Each person can have their own way of going about it. You can write letters, talk on the phone or in person, or go to one of the events they will be at and talk to them there. You don’t have to do it in the same way. Do it the way you feel most comfortable, for each person has their own preference.

The reason people should advocate is because if you don’t, nothing will ever get done about what you are wanting to be changed and improved or a law created for what you are pushing for. Until you speak out to your local politicians, nothing will be done about it. If they don’t do anything the first time, research what you are wanting to get changed and point that out to them the next time you communicate and just keep at it, even if it takes 3 years like it did for me.


Is there anything else readers should know about you, your dogs, or advocacy?

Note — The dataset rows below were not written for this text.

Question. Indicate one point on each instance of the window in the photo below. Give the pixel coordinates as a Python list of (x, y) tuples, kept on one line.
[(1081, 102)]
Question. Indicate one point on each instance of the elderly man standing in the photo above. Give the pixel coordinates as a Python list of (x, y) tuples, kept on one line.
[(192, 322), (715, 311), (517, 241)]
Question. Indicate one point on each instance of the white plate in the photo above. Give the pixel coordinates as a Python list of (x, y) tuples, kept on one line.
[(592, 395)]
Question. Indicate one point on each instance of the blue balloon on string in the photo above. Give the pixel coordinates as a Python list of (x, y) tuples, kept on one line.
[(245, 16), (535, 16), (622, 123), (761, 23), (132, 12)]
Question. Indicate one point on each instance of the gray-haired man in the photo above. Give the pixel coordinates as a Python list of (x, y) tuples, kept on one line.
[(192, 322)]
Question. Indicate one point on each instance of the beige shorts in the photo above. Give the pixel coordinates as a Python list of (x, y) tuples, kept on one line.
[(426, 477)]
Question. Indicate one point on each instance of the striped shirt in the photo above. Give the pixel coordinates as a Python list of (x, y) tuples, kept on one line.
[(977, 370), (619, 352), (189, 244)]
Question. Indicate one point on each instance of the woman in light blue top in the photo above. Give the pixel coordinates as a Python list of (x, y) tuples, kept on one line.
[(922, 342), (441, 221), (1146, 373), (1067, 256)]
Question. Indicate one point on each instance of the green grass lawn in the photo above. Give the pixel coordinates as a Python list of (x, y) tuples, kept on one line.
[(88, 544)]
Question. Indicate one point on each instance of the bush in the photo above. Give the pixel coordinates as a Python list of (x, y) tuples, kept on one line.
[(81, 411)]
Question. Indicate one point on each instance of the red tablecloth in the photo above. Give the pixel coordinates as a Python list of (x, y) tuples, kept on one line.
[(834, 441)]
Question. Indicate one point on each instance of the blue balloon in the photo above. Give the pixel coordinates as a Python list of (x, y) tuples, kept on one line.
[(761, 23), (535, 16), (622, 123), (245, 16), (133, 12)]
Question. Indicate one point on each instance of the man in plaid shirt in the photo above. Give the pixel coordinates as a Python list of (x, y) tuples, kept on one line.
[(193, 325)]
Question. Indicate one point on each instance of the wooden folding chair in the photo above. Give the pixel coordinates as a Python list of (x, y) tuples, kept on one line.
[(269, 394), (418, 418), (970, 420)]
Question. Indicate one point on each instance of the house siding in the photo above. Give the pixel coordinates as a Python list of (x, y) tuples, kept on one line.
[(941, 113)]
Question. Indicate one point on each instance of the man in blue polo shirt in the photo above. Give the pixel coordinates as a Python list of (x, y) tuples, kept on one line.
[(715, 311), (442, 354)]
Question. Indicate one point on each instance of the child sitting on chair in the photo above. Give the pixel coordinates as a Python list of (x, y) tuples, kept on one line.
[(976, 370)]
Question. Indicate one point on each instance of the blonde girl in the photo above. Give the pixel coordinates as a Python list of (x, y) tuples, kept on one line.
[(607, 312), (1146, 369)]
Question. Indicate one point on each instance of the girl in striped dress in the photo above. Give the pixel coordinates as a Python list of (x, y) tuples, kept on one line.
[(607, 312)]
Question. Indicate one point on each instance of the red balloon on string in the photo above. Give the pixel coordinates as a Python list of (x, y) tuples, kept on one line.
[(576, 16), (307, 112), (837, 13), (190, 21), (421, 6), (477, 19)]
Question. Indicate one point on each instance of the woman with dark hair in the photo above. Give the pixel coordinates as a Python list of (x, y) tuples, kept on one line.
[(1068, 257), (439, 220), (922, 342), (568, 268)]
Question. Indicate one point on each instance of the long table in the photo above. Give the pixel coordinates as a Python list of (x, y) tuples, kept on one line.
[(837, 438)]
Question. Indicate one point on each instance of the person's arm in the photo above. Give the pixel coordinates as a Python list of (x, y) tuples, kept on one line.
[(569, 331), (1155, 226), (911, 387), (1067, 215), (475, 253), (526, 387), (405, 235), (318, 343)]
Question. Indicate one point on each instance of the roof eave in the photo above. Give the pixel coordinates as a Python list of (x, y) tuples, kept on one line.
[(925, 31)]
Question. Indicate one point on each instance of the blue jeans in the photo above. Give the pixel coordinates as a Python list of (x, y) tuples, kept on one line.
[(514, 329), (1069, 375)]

I have been a disability rights advocate for those with seizures, mental illnesses and service dogs because of me being diagnosed with seizures and mental illness and having had a service dog since 1999, long before Arkansas ever had a state law for service dogs, which I pushed to get created with Senator Gilbert Baker’s help. I try to suggest improvements for the disabled (I have friends who are blind and deaf), educate our first responders and more.

When you advocate try to go about it in a polite way and just explain why this needs to be created or changed and doing that would be a benefit to others who are disabled. I have suggested to restaurants to put braille signs on bathroom doors and to have a braille menu for the blind and someone who knows sign language for the deaf in case they come into the restaurants here just by suggesting it and the managers tell me thank you for the suggestions. So try to be nice and polite about it and don’t give up until you achieve it.

Izabella “Izzy” my service dog and Micah Russell my service dog in training are both opposite from each other when it comes to their personalities. They both help me and have made a huge difference in my life. I go out more, do things more, volunteer, and go and speak at events to help educate people more on service dogs. Having them has made a huge improvement in my life and I am very thankful for it.